Friday, April 4, 2014

Little rant about some runaway pharo refactorings

I'm still trying to explore different ways to play with MC/git/filetree on the pharo-vm substrat.

But there's a serious hurdle, it's named Pharo2.0 image, and unfortunately the VM is produced by this brand.

IMO, it's the worst brand ever. I much much prefer Pharo3.0.

Pharo2.0 tools are constantly getting on my way, here is a small example of a disastrous change.

I have merged several branches directly with git in a batch, I know it won't managed MC meta data, but I want  to see how it goes.
In parallel, I have merged the MC version from package-cache at image side.
When I try to save my merged package on filetree with MC, there is a wait dialog opening but not progressing.
 

Hmm let's interrupt with CMD+SHIFT+. the process is blocked in resultSemaphore wait 
MCRepositoryGroup>>includesVersionNamed: aString
    " check for existing version name in parallel over all repositories "
    | resultSemaphore results |
    resultSemaphore := Semaphore new.
    results := Array new: self repositories size.
   
    self repositories doWithIndex: [:repository :index |
        " fork of test for each repository "
        [[ results
            at: index
            put: (repository includesVersionNamed: aString)
        ] ensure: [ resultSemaphore signal ]] fork ].

    " wait for all requests to finish "
    self repositories size timesRepeat: [ resultSemaphore wait ].
    " check if any repository included the given versionName already"
    ^ results anySatisfy: [:result| result = true ]  
 


Huh? The purpose of anySatisfy: is to exit the loop at first match.
Here we will scan all the repositories, in parallel (well there is a single native thread so far, but this can eventually avoid some long network interrupts if only I/O are non blocking).
Alas, in all case, it will scan all repositories, a tremendous work defeating the purpose of anySatisfy:. Not even thinking what will happen if one is unreachable?
Though, it can make an interesting subject for a future post: how to implement a real parallel version of anySatisfy: that is to launch several processes, stop them at this first positive hit and return?

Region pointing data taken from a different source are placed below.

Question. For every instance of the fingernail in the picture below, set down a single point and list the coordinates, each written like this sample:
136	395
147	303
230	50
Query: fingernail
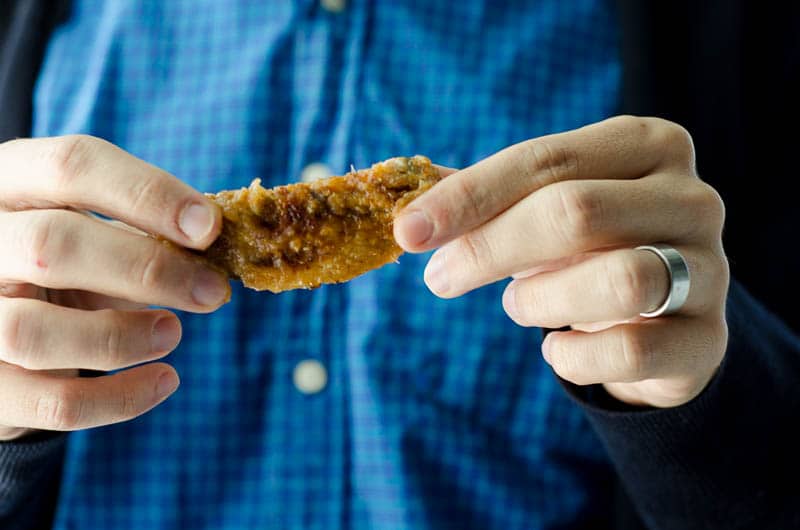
436	274
209	289
196	221
166	334
416	228
546	348
510	300
166	385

But there is worse than this unprogressive dialog, since I broke a filetree monticello.meta/version via incorrect git merge, a debugger wanted to open in background, but didn't until I manually interrupted the wait. Ah great tools.

Now let's see how it was cleaned up in Pharo 3.0:

includesVersionNamed: aString
    " check for existing version name in parallel over all repositories "
    | results |

    results := Array new: self repositories size.
   
    self repositories doWithIndex: [:repository :index |
        " fork of test for each repository "
        results
            at: index
            put: (repository includesVersionNamed: aString) ].

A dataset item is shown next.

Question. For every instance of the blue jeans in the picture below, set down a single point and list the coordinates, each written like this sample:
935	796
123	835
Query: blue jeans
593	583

    " check if any repository included the given versionName already"
    ^ results anySatisfy: [:result| result = true ] 

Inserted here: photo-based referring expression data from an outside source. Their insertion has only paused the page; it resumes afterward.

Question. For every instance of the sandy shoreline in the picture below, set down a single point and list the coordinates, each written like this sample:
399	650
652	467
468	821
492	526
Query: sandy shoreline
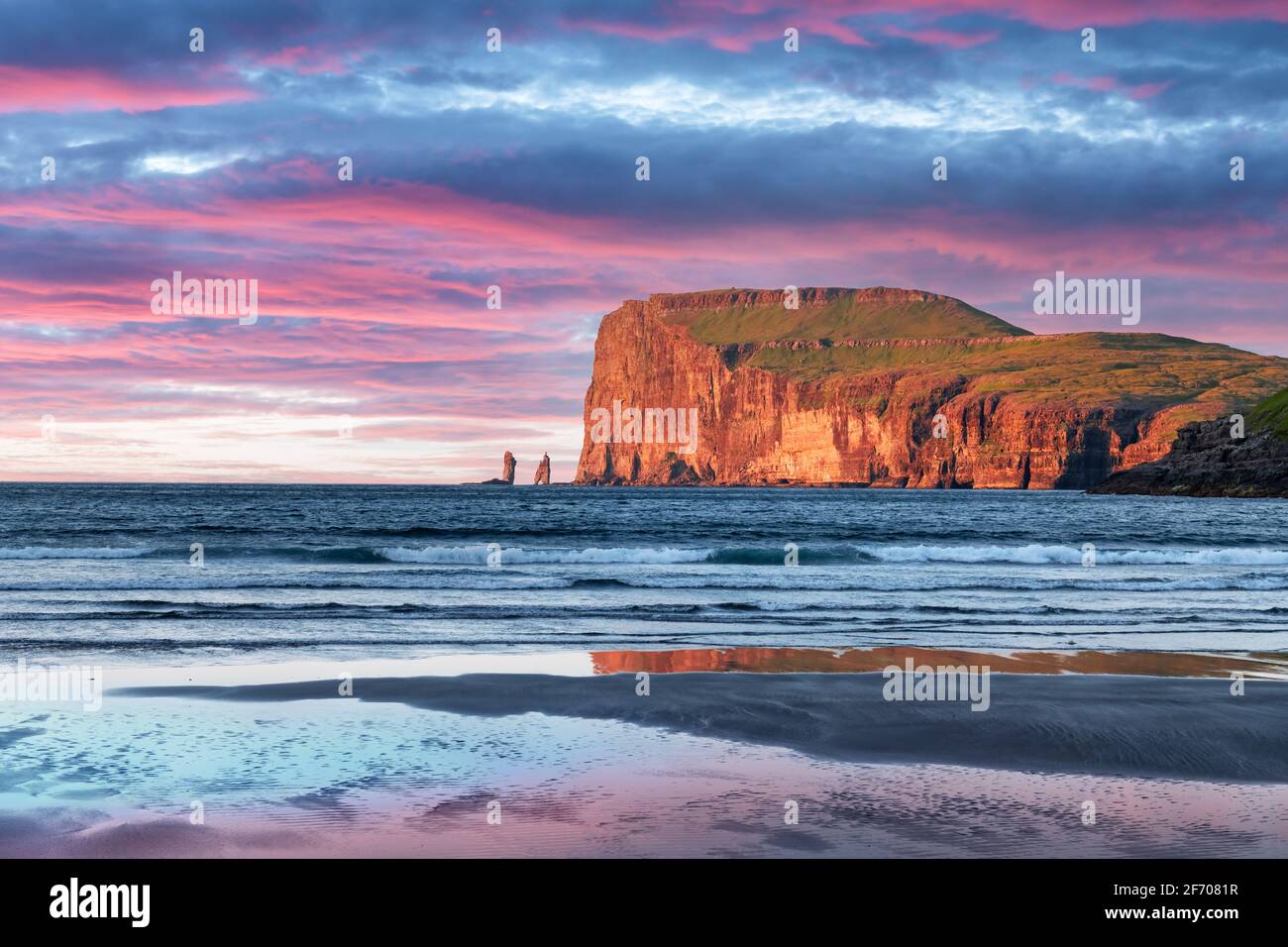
1096	724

Good to sea there is no more fork but in the comments! For sure Pharo code is better... than Pharo.
But don't you see several smells remaining?

In parallel, take a look at Squeak method:

includesVersionNamed: aString
    ^ repositories anySatisfy: [ : each | [each includesVersionNamed: aString] on: Error do: [false]]



OK, OK, Pharo has a license to break things when they are too much entangled. It's not my favourite strategy, but it can reward faster, especially when starting from Squeak.
But in this particular case I fail to see how. Bad code is bad code.

OK, OK, It's easy to pick one wrong fix and criticize.
But the problem is that 2.0 tools are so unusable that I'm quite sure that such wrong refactorings are not isolated.

Squeak is plenty of dust and has room for improvment, no doubt about that.
But it took many years to accumulate all that mud in Squeak, I would say.
If Pharo is accumulating its own at this pace, waouh, I better understand now how the number of closed issues can grow exponentially ;)

Hey, it's a joke, I don't want to ruin the moral of Stephane and Marcus, so I'll mitigate: I see plenty of positive refactorings coming with 3.0, and I wish Pharo will succeed in making a better Squeak. So please enforce the reviews!
Count this post as my contribution of the day to the review process.